III. Forgetting Does Not Mean Amnesia
When Paul says, “forgetting what lies behind” (Phil. 3:13), he isn’t commanding spiritual amnesia. The verb used in Greek (epilanthanomai) suggests a deliberate act of neglecting—not the loss of memory, but the refusal to let that memory dictate present direction.
We will not always forget the severing. But we can decide to no longer serve it.
That’s the distinction of those who walk forward with God: they walk with wounds that no longer write the script.
Phantom pains may arise, but they need not rule. The enemy wants those pains to become identities. But the gospel calls us to a higher claim: “If anyone is in Christ, he is a new creation” (2 Cor. 5:17, ESV).
A new creation doesn’t mean the scars vanish. It means the story gets rewritten.
IV. Devotion: The Therapy for Phantom Pain
Just as physical therapy can retrain the mind to stop signaling a lost limb, spiritual devotion retrains the soul to stop serving lost idols.

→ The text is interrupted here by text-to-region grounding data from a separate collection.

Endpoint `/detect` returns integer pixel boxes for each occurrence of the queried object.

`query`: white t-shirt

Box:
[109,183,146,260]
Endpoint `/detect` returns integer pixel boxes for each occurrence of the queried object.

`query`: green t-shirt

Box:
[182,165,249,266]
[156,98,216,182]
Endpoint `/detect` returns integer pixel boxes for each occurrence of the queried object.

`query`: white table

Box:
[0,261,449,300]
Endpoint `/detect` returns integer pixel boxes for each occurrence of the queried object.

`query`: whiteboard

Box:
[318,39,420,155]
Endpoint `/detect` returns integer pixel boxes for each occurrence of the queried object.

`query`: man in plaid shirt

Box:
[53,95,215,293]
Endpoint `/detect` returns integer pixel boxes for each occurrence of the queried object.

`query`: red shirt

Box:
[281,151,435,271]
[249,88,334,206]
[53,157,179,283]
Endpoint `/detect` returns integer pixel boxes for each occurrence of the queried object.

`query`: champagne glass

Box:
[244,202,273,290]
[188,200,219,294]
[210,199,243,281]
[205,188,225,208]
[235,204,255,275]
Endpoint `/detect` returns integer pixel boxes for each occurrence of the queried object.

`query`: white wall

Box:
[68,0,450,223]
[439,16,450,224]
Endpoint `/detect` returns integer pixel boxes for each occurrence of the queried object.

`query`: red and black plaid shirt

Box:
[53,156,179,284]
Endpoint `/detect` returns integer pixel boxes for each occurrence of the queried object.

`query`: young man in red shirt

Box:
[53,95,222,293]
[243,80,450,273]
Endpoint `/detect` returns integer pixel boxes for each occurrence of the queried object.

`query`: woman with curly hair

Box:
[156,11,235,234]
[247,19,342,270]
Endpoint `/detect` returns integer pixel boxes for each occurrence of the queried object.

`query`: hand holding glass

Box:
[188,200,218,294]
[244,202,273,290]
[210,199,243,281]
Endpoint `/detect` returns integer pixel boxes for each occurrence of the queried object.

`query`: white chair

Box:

But beware: devotion is not escapism.
Worship is not a sedative; it is a surrender. It is not the refusal to feel pain, but the daily declaration that Christ is Lord over it. When the phantom ache of an old desire or broken path surges again, let it become an alarm bell—not of danger, but of dependence.
Paul models this in his prison prayers. Affliction did not cause his faith to retract—it caused it to deepen. His epistles are filled with tears and theology, chains and joy. He didn’t just survive his phantom pains. He transfigured them into doxology.
V. Pressing On With Christ, Not Without Pain
There will always be a lure to turn around, to inspect what might have been, or to chase an echo from the past. But remember what Lot’s wife forgot: the backward glance can petrify the soul.
So, we press on—not because we’ve numbed the pain, but because we’ve submitted it.
“Not that I have already obtained this or am already perfect, but I press on to make it my own…” — Philippians 3:12, ESV
To “press on” is not a motivational slogan. It is a declaration of war against stagnation. It is a defiant step forward in the face of phantom griefs.
Because one day, the body will be remade, the mind renewed, and the pains will vanish—not because we forgot, but because the Redeemer has made all things new (Revelation 21:5).
VI. A Word to Those Still Bleeding
You may not be ready to “forget” yet. The phantom pain may be more than occasional—it might be a daily surge. That’s okay. Jesus meets people in gardens of sorrow, in upper rooms of fear, in prisons of isolation, and even in graveyards of regret.
But He doesn’t leave them there.
And He will not leave you either.
So today, offer the ache as incense. Let the severed part of your soul be a testimony, not a trap. Let it remind you that this world is not your home, and that wholeness is not found in reclaiming what’s been lost, but in receiving Who has been given:
“Christ Jesus has made me His own.” — Philippians 3:12b, ESV
Let that be the loudest truth in your soul.
Reflective Question:
What phantom pain keeps revisiting your soul—and how might offering that very ache in worship become your next step toward freedom?
Aphorism: Memory may echo with pain, but only devotion teaches it to sing.